Parents need to work on their own weight bias, but they also need to protect their children from providers who don’t know how to communicate with their patients about weight.

“Working in the field of eating disorder treatment for over 20 years, I sadly can’t tell you the number of clients who’ve come in and part of the trigger for their eating disorder was hearing from a medical provider that there was an issue or a concern of some sort with their weight,” Davenport said.

Hutchison said doctors and other health providers need to do better.

“We all have a lot of work to do when it comes to conversations about weight,” Hutchison said. “We need to approach each child with respect and without (judgment) because we don’t want kids to ever think there is something wrong with their body.”

The right approach, according to American Academy of Pediatrics training, is to ask parents questions that don’t use the word “weight.” One example Hutchison offered: “What concerns, if any, do you have about your child’s growth and health?” 

Working sensitively, Hutchison said she feels doctors can have a positive impact on kids who need or want guidance toward health-promoting behaviors.

Kids can misunderstand doctors' discussions about their weight and internalize incorrect information.

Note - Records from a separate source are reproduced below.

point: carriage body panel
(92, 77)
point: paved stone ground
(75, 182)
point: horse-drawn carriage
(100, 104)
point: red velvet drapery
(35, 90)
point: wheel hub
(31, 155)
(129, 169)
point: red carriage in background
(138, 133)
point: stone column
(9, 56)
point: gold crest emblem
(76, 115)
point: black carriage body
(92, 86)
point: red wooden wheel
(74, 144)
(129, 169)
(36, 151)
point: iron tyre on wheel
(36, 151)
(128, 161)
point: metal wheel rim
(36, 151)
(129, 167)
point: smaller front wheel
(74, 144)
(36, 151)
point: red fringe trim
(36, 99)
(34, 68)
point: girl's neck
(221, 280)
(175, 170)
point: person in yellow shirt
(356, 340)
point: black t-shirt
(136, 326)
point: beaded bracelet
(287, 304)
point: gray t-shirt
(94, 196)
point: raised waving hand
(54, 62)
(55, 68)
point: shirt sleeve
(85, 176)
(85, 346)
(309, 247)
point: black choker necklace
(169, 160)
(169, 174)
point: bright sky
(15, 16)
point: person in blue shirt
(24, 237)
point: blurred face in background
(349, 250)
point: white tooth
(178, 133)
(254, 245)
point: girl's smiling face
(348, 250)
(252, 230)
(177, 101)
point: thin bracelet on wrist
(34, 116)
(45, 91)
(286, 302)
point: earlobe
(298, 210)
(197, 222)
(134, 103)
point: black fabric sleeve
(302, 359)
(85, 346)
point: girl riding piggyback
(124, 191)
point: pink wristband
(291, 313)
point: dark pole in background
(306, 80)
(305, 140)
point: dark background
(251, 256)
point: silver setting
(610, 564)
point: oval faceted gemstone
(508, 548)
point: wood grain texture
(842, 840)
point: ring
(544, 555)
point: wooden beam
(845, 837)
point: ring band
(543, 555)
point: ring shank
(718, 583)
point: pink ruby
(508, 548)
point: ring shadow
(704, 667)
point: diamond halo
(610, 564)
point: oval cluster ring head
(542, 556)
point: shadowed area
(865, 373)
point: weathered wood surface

Davenport and her business partner in Sunny Side Up Nutrition, with input from the Carolina Resource Center for Eating Disorders, have gotten more specific. They have created a resource called Navigating Pediatric Care to give parents steps they can take to ask health care providers to discuss weight only with them — not with children.

“Pediatricians are supposed to ask permission to be able to discuss weight in front of children,” Davenport said. “It’s a parent’s right to ask this and advocate for their child.”

Davenport advises parents to call ahead and schedule an appointment to discuss weight before bringing in a child for a visit. She also suggests calling or emailing ahead with your wishes, though she admits it may be less effective in a busy setting. She said to print out a small card to hand to the nurse and physician at the appointment. You can also say in front of the child, “We prefer not to discuss weight in front of my child.”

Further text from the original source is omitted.